Haskell for non-Haskell's sake

Steffen Mazanek steffen.mazanek@unibw-muenchen.de
Tue, 02 Sep 2003 15:39:34 +0200


Hello,

I am a student from Germany and I have used Haskell for several purposes 
as well:
- to implement and compare algorithms quickly, e.g. Travelling Salesman, 
Sorting, etc.
- to calculate state spaces and blocking probabilities in networks
- to solve some of our cryptography and computability excersises :-)
- to solve several programs of the online judge, although Haskell is 
currently not supported

Further on I have written an interpreter for RATH (exploring finite 
relation algebras using tools written in Haskell)
and in this time I use Haskell in my diplome thesis (but unfortunately 
for the sake of Haskell :-p).

Some time ago, we had some problems with our news server and installed a 
new inn. This
new inn was totally incompatible with the old one (or we were to clumsy 
to figure it out) and
so the old articles seem to be lost. So it was our task to write a 
script, which should transform the
backuped, old articles on the server into expect-scripts. I did this in 
Haskell and it worked
satisfactorily :-) I call it the "News-Reposter" *g*.

Haskell is my programming language of choice.
It is possible, to solve problems quickly and the algorithms look so 
beautiful. I miss
convenient and standardized libraries for gui-programming!
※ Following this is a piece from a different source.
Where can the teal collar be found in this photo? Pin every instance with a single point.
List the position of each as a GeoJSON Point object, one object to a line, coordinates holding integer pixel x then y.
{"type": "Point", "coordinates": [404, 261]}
I think, this 
is a serious problem.

Bye,
Steffen Mazanek

P.S.
I do my best to motivate other people to give Haskell a try, e.g. during 
a lecture about
document-description-languages I had provided a funny example, how 
useful HaXml is :-)
The program reads a xml-file with descriptions (age, iq, bust size *g*, 
all values are only estimated) of
some famous women (Britney, Madonna, etc.) and puts out a 
nicely-formatted html-file with a
final evaluation (value=iq*bustsize-100*|age-22|  *g*).
In case, that a woman is reading this list: One could easily invent a 
formula as well, which evaluates men.